Friday, September 12, 2008

Simply in Love

I had a really nice night tonight guys! Thanks!

You're right...i need to blog.

Law School Apps and Lsat prep can wait for one night.

I need to get this off my chest....


Its a sucky thing when your in love with your best friend. It's because when your not a 'couple' anymore and your actually bestfriend only....it hurts like hell. He loves me and says he's still in love with me but any talk of being a couple...or the fact that he's pretty much breaking my heart...he pulls away even more. He claims he just doesn't want to be in a relationship...and he just wants a friend. I'm willing to do that because no matter what we are each others better half and he knows that. He constantly reminds me that I'm apart of his family and that i could't get rid of him because he's there to stay. Thats easy for him to say...he's the one who wants the break...NOT ME. Its unfair that I have to be the understanding one and the good friend to accomidate his desire for us to be friends right now.
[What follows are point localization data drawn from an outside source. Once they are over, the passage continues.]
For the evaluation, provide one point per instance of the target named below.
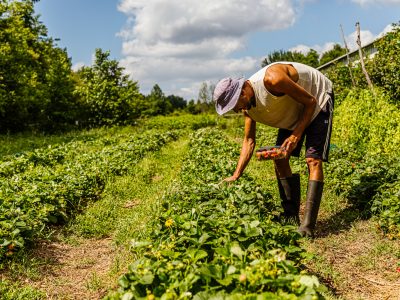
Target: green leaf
(236, 250)
(147, 279)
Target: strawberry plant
(214, 241)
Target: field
(139, 211)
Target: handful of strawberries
(271, 153)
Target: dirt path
(357, 263)
(74, 272)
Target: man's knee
(314, 163)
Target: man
(298, 100)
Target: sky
(180, 44)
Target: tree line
(40, 91)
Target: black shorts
(317, 134)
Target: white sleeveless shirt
(284, 111)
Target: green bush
(385, 67)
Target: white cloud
(77, 66)
(376, 2)
(179, 44)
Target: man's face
(242, 103)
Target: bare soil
(75, 272)
(356, 262)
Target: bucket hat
(226, 94)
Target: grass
(127, 203)
(349, 255)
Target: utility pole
(362, 58)
(348, 57)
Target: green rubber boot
(289, 191)
(313, 200)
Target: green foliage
(35, 79)
(369, 124)
(49, 185)
(214, 241)
(311, 58)
(365, 169)
(385, 67)
(107, 95)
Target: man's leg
(288, 183)
(317, 144)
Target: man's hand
(229, 179)
(290, 144)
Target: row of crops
(213, 241)
(48, 185)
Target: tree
(35, 75)
(335, 52)
(107, 96)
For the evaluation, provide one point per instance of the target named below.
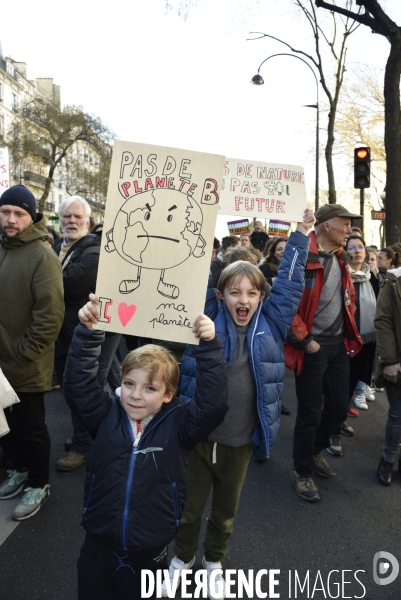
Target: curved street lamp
(258, 80)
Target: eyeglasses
(353, 248)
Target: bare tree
(47, 133)
(360, 119)
(379, 22)
(336, 42)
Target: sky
(156, 78)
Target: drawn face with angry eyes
(157, 229)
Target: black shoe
(346, 429)
(384, 471)
(305, 487)
(322, 468)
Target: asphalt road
(324, 544)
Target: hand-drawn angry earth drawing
(157, 229)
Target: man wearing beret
(322, 337)
(31, 314)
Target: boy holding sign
(136, 481)
(252, 332)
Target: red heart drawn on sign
(126, 312)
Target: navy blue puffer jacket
(266, 335)
(134, 496)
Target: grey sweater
(240, 421)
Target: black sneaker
(321, 466)
(305, 488)
(346, 429)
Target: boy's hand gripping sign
(263, 190)
(157, 243)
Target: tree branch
(379, 23)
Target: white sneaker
(360, 402)
(31, 503)
(170, 587)
(370, 394)
(216, 589)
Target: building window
(10, 69)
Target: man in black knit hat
(32, 309)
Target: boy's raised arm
(206, 410)
(282, 304)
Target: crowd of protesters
(320, 302)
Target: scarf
(366, 303)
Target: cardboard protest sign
(4, 170)
(158, 233)
(238, 227)
(263, 190)
(279, 228)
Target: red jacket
(300, 332)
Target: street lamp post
(258, 80)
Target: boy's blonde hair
(233, 273)
(154, 359)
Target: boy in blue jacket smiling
(252, 331)
(136, 480)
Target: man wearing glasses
(322, 337)
(79, 257)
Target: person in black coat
(273, 259)
(259, 237)
(136, 470)
(79, 257)
(216, 267)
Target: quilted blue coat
(266, 335)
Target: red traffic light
(362, 153)
(362, 168)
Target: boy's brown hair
(236, 271)
(154, 359)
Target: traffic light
(362, 168)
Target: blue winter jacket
(266, 335)
(135, 495)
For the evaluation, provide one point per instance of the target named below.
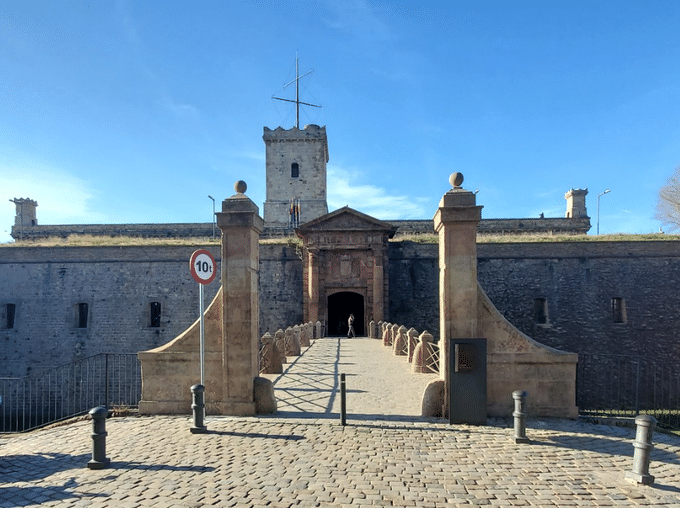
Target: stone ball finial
(456, 180)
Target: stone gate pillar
(456, 223)
(241, 227)
(313, 287)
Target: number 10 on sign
(202, 268)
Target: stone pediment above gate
(345, 226)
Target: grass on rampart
(116, 241)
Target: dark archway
(340, 306)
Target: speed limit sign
(202, 266)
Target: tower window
(8, 313)
(540, 311)
(618, 310)
(155, 314)
(82, 315)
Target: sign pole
(202, 269)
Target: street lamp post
(598, 208)
(213, 200)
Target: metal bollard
(643, 447)
(198, 407)
(99, 459)
(520, 416)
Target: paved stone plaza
(385, 456)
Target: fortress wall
(577, 279)
(117, 284)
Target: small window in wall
(8, 313)
(618, 310)
(155, 314)
(540, 311)
(82, 315)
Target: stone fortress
(60, 304)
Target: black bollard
(520, 416)
(643, 447)
(343, 406)
(99, 460)
(198, 407)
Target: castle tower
(576, 204)
(296, 176)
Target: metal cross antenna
(297, 92)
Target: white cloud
(370, 199)
(62, 197)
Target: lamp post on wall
(213, 199)
(598, 208)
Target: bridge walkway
(379, 385)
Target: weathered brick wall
(280, 288)
(578, 281)
(414, 286)
(118, 284)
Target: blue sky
(136, 111)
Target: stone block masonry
(578, 281)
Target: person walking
(350, 324)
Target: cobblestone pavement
(385, 456)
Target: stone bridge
(344, 254)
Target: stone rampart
(577, 280)
(549, 226)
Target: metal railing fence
(625, 386)
(69, 390)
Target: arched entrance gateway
(345, 270)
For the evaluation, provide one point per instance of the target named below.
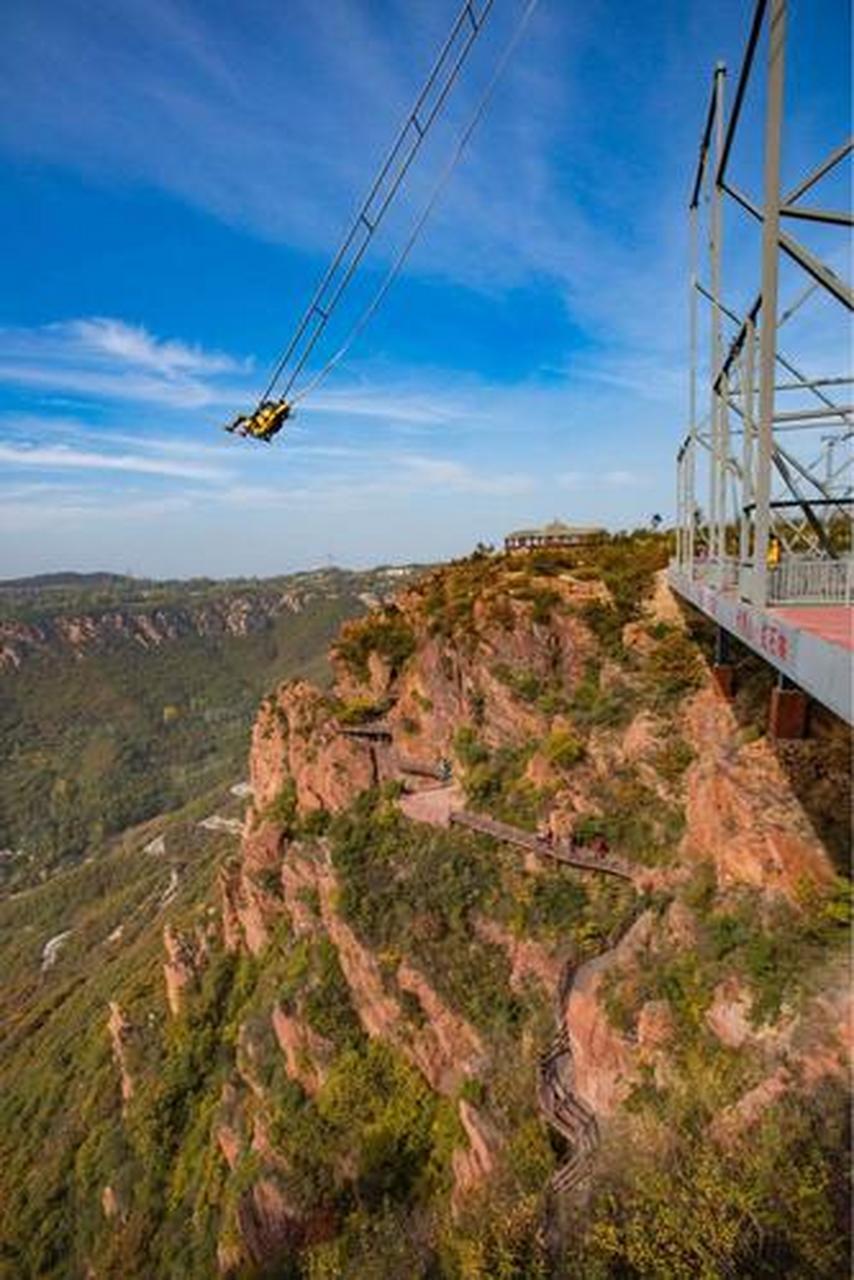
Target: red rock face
(296, 737)
(120, 1036)
(185, 959)
(475, 1162)
(740, 810)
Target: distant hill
(123, 698)
(48, 581)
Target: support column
(789, 711)
(770, 279)
(716, 246)
(690, 501)
(722, 671)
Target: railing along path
(561, 851)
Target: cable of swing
(394, 270)
(421, 128)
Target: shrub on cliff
(386, 632)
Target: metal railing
(811, 581)
(793, 581)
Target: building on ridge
(555, 534)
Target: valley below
(439, 923)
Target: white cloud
(62, 457)
(108, 359)
(133, 344)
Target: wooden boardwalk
(566, 1112)
(561, 851)
(377, 730)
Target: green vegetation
(494, 781)
(676, 1208)
(411, 891)
(384, 632)
(96, 744)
Don't get me wrong...I love him with all of my heart and I have faith that we will get back together...sooner or later. Another reason I am surviving this is because even before we were together...way back when...he's always said...he wants his girl to be his best friend. He want his wife to be his bestfriend. So....for now I really am just his best friend. When I think about it its not that bad. All those girls who may get the chance now to have some of his attention...have NOTHING on me. I know that I have a special place in his heart. Now while I can't promise that I won't evntually date and talk to other guys...I will keep the faith. God is wayyyy to good to me to cry anymore tears!